# 03 — Модель и бэктест

Разбиваем данные по времени (70/15/15), масштабируем признаки по train,
обучаем линейную регрессию с L2 и early stopping.
Торговая логика использует предсказание на t, вход на t+1 и удержание horizon=3.

In [None]:
from pathlib import Path
import numpy as np
import pandas as pd
import matplotlib.pyplot as plt

from src.features import get_feature_columns
from src.model import (
    StandardScaler,
    TrainConfig,
    train_linear_model,
    predict,
    mse_baseline_zero,
    mse_baseline_mean,
)
from src.backtest import backtest_long_short

PROJECT_ROOT = Path(".").resolve()
DATA_PATH = PROJECT_ROOT / "data" / "eurusd_features.parquet"

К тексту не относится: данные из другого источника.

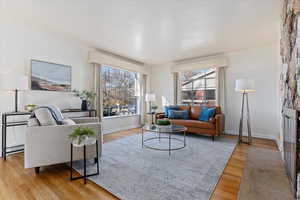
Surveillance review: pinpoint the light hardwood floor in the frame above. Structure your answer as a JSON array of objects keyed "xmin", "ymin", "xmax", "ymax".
[{"xmin": 0, "ymin": 129, "xmax": 277, "ymax": 200}]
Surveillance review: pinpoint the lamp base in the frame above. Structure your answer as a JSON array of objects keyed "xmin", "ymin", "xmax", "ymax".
[{"xmin": 239, "ymin": 92, "xmax": 252, "ymax": 144}]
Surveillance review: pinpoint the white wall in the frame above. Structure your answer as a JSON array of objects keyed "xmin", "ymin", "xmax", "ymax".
[
  {"xmin": 103, "ymin": 115, "xmax": 140, "ymax": 134},
  {"xmin": 226, "ymin": 45, "xmax": 280, "ymax": 140},
  {"xmin": 150, "ymin": 63, "xmax": 174, "ymax": 111},
  {"xmin": 0, "ymin": 23, "xmax": 93, "ymax": 148},
  {"xmin": 151, "ymin": 45, "xmax": 280, "ymax": 139},
  {"xmin": 0, "ymin": 22, "xmax": 139, "ymax": 146}
]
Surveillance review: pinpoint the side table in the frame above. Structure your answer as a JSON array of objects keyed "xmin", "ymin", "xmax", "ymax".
[{"xmin": 70, "ymin": 140, "xmax": 99, "ymax": 184}]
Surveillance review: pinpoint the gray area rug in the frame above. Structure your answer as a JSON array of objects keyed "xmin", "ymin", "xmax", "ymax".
[
  {"xmin": 239, "ymin": 148, "xmax": 294, "ymax": 200},
  {"xmin": 75, "ymin": 133, "xmax": 236, "ymax": 200}
]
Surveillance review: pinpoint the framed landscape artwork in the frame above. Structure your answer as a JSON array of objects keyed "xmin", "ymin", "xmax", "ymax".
[{"xmin": 31, "ymin": 60, "xmax": 72, "ymax": 92}]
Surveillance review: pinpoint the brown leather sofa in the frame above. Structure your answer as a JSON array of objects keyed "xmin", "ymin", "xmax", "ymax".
[{"xmin": 155, "ymin": 106, "xmax": 225, "ymax": 140}]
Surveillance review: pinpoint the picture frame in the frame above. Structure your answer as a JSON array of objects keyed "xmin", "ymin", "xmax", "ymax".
[{"xmin": 30, "ymin": 59, "xmax": 72, "ymax": 92}]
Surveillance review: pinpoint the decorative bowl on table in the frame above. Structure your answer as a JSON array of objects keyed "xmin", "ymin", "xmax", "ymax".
[{"xmin": 156, "ymin": 119, "xmax": 172, "ymax": 128}]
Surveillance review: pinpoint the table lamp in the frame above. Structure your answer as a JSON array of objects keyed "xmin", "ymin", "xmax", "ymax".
[
  {"xmin": 0, "ymin": 74, "xmax": 29, "ymax": 112},
  {"xmin": 235, "ymin": 79, "xmax": 255, "ymax": 144}
]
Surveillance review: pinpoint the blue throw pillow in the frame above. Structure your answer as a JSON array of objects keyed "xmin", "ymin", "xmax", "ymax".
[
  {"xmin": 199, "ymin": 107, "xmax": 216, "ymax": 122},
  {"xmin": 168, "ymin": 110, "xmax": 189, "ymax": 119},
  {"xmin": 165, "ymin": 106, "xmax": 179, "ymax": 117}
]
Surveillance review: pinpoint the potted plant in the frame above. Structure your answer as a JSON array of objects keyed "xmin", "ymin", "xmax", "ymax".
[
  {"xmin": 72, "ymin": 89, "xmax": 96, "ymax": 110},
  {"xmin": 69, "ymin": 127, "xmax": 96, "ymax": 147}
]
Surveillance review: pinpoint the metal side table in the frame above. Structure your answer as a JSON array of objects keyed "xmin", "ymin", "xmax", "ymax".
[{"xmin": 70, "ymin": 140, "xmax": 99, "ymax": 184}]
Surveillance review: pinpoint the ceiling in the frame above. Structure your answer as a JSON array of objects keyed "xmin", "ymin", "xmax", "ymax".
[{"xmin": 3, "ymin": 0, "xmax": 281, "ymax": 64}]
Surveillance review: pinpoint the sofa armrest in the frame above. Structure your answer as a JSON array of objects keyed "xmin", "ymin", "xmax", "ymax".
[
  {"xmin": 70, "ymin": 117, "xmax": 99, "ymax": 124},
  {"xmin": 155, "ymin": 112, "xmax": 165, "ymax": 122},
  {"xmin": 215, "ymin": 114, "xmax": 225, "ymax": 135},
  {"xmin": 24, "ymin": 123, "xmax": 102, "ymax": 168}
]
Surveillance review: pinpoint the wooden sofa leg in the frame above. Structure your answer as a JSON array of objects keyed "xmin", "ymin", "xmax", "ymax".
[{"xmin": 34, "ymin": 167, "xmax": 40, "ymax": 174}]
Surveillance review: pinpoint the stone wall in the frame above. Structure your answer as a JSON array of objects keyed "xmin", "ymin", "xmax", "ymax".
[{"xmin": 280, "ymin": 0, "xmax": 300, "ymax": 110}]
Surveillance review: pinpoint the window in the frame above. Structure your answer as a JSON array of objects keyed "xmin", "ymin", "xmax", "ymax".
[
  {"xmin": 101, "ymin": 66, "xmax": 138, "ymax": 117},
  {"xmin": 181, "ymin": 69, "xmax": 216, "ymax": 105}
]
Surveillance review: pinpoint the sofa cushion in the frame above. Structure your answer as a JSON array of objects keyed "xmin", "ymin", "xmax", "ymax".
[
  {"xmin": 190, "ymin": 106, "xmax": 201, "ymax": 120},
  {"xmin": 171, "ymin": 119, "xmax": 216, "ymax": 129},
  {"xmin": 27, "ymin": 118, "xmax": 40, "ymax": 127},
  {"xmin": 168, "ymin": 110, "xmax": 189, "ymax": 119},
  {"xmin": 165, "ymin": 106, "xmax": 179, "ymax": 117},
  {"xmin": 34, "ymin": 108, "xmax": 57, "ymax": 126},
  {"xmin": 62, "ymin": 118, "xmax": 76, "ymax": 125},
  {"xmin": 199, "ymin": 107, "xmax": 216, "ymax": 122}
]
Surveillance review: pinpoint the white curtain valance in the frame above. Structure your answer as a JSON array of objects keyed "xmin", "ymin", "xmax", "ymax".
[
  {"xmin": 88, "ymin": 50, "xmax": 150, "ymax": 74},
  {"xmin": 171, "ymin": 56, "xmax": 228, "ymax": 72}
]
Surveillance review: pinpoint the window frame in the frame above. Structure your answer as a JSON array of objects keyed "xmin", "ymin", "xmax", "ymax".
[
  {"xmin": 180, "ymin": 68, "xmax": 217, "ymax": 105},
  {"xmin": 99, "ymin": 65, "xmax": 140, "ymax": 119}
]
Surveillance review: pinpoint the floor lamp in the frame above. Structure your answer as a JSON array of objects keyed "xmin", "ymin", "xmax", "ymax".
[
  {"xmin": 235, "ymin": 79, "xmax": 255, "ymax": 144},
  {"xmin": 145, "ymin": 93, "xmax": 156, "ymax": 126},
  {"xmin": 0, "ymin": 74, "xmax": 29, "ymax": 112}
]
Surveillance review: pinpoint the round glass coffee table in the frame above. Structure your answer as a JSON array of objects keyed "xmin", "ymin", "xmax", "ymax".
[{"xmin": 142, "ymin": 124, "xmax": 187, "ymax": 155}]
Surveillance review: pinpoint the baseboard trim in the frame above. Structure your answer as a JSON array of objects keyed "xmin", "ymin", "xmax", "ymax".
[
  {"xmin": 224, "ymin": 130, "xmax": 277, "ymax": 142},
  {"xmin": 102, "ymin": 124, "xmax": 141, "ymax": 135}
]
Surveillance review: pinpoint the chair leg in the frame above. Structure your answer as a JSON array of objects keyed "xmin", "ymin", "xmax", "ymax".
[{"xmin": 34, "ymin": 167, "xmax": 40, "ymax": 174}]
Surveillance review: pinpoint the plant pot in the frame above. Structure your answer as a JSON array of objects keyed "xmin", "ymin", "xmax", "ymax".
[
  {"xmin": 72, "ymin": 136, "xmax": 87, "ymax": 147},
  {"xmin": 81, "ymin": 100, "xmax": 88, "ymax": 111},
  {"xmin": 84, "ymin": 137, "xmax": 96, "ymax": 145}
]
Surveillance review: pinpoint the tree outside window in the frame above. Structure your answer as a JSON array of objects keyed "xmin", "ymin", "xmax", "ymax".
[
  {"xmin": 101, "ymin": 66, "xmax": 138, "ymax": 117},
  {"xmin": 181, "ymin": 68, "xmax": 216, "ymax": 105}
]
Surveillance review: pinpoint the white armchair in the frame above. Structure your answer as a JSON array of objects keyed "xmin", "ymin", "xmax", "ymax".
[{"xmin": 24, "ymin": 117, "xmax": 103, "ymax": 173}]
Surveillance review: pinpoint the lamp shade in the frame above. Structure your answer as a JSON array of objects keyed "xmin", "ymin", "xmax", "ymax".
[
  {"xmin": 235, "ymin": 79, "xmax": 255, "ymax": 93},
  {"xmin": 0, "ymin": 74, "xmax": 29, "ymax": 90},
  {"xmin": 145, "ymin": 93, "xmax": 156, "ymax": 102}
]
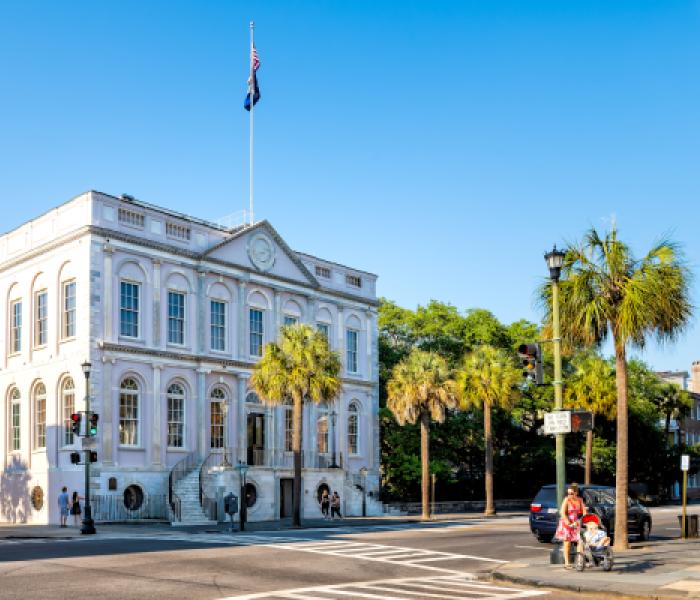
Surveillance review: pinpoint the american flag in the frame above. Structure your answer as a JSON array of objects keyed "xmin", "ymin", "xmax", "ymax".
[{"xmin": 250, "ymin": 46, "xmax": 260, "ymax": 71}]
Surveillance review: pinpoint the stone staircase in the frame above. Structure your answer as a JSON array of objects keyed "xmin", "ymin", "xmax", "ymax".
[{"xmin": 170, "ymin": 468, "xmax": 216, "ymax": 527}]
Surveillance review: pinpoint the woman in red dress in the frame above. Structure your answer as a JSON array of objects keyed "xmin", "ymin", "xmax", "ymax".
[{"xmin": 554, "ymin": 483, "xmax": 587, "ymax": 569}]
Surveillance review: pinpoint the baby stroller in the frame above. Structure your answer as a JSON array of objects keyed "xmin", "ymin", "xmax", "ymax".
[{"xmin": 574, "ymin": 515, "xmax": 613, "ymax": 571}]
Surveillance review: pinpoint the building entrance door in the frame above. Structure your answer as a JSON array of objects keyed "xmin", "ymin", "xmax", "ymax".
[
  {"xmin": 280, "ymin": 478, "xmax": 294, "ymax": 519},
  {"xmin": 248, "ymin": 413, "xmax": 265, "ymax": 467}
]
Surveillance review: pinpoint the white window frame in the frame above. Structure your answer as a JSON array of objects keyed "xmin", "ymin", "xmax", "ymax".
[
  {"xmin": 345, "ymin": 329, "xmax": 360, "ymax": 373},
  {"xmin": 119, "ymin": 376, "xmax": 141, "ymax": 448},
  {"xmin": 168, "ymin": 290, "xmax": 187, "ymax": 346},
  {"xmin": 119, "ymin": 279, "xmax": 141, "ymax": 340},
  {"xmin": 61, "ymin": 279, "xmax": 76, "ymax": 341},
  {"xmin": 34, "ymin": 289, "xmax": 49, "ymax": 348},
  {"xmin": 209, "ymin": 298, "xmax": 228, "ymax": 352}
]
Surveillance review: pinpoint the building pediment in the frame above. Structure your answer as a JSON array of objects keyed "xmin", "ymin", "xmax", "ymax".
[{"xmin": 204, "ymin": 221, "xmax": 318, "ymax": 287}]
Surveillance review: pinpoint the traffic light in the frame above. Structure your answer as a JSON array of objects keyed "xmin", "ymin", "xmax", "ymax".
[
  {"xmin": 70, "ymin": 413, "xmax": 82, "ymax": 435},
  {"xmin": 88, "ymin": 413, "xmax": 100, "ymax": 437},
  {"xmin": 518, "ymin": 343, "xmax": 544, "ymax": 385}
]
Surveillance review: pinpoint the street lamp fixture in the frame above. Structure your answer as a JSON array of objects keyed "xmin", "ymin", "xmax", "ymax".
[
  {"xmin": 236, "ymin": 460, "xmax": 249, "ymax": 531},
  {"xmin": 360, "ymin": 467, "xmax": 367, "ymax": 517},
  {"xmin": 544, "ymin": 245, "xmax": 566, "ymax": 564},
  {"xmin": 80, "ymin": 360, "xmax": 97, "ymax": 535}
]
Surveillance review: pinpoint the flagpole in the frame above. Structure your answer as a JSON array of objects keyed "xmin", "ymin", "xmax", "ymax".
[{"xmin": 248, "ymin": 21, "xmax": 255, "ymax": 225}]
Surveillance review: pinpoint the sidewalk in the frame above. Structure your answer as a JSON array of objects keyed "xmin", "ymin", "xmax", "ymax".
[
  {"xmin": 490, "ymin": 540, "xmax": 700, "ymax": 600},
  {"xmin": 0, "ymin": 511, "xmax": 526, "ymax": 540}
]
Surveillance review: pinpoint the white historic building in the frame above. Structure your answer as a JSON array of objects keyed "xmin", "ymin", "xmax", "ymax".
[{"xmin": 0, "ymin": 191, "xmax": 381, "ymax": 523}]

df = pd.read_parquet(DATA_PATH)
df = df.sort_values("time").reset_index(drop=True)


In [None]:
feature_cols = get_feature_columns()
X = df[feature_cols].values
y = df["target"].values


In [None]:
n = len(df)
train_end = int(n * 0.70)
val_end = int(n * 0.85)

X_train, y_train = X[:train_end], y[:train_end]
X_val, y_val = X[train_end:val_end], y[train_end:val_end]
X_test, y_test = X[val_end:], y[val_end:]

df_train = df.iloc[:train_end].reset_index(drop=True)
df_val = df.iloc[train_end:val_end].reset_index(drop=True)
df_test = df.iloc[val_end:].reset_index(drop=True)


In [None]:
scaler = StandardScaler()
X_train_s = scaler.fit_transform(X_train)
X_val_s = scaler.transform(X_val)
X_test_s = scaler.transform(X_test)


In [None]:
config = TrainConfig(
    epochs=200,
    batch_size=1024,
    lr=1e-3,
    seed=42,
    device="cpu",
    weight_decay=1e-4,
    patience=15,
)
model, history = train_linear_model(X_train_s, y_train, X_val_s, y_val, config=config)

plt.figure(figsize=(8, 4))
plt.plot(history["train_loss"], label="train")
plt.plot(history["val_loss"], label="val")
plt.title("Loss (MSE)")
plt.xlabel("Epoch")
plt.ylabel("Loss")
plt.grid(True)
plt.legend()
plt.tight_layout()
plt.show()


In [None]:
pred_val = predict(model, X_val_s)
pred_test = predict(model, X_test_s)

def eval_regression(pred, y_true, label):
    mse = np.mean((pred - y_true) ** 2)
    mae = np.mean(np.abs(pred - y_true))
    corr = np.corrcoef(pred, y_true)[0, 1]
    dir_acc = np.mean(np.sign(pred) == np.sign(y_true))
    print(f"{label} | MSE={mse:.8f} MAE={mae:.8f} Corr={corr:.4f} DirAcc={dir_acc:.4f}")
    return mse

mse_val = eval_regression(pred_val, y_val, "VAL")
mse_test = eval_regression(pred_test, y_test, "TEST")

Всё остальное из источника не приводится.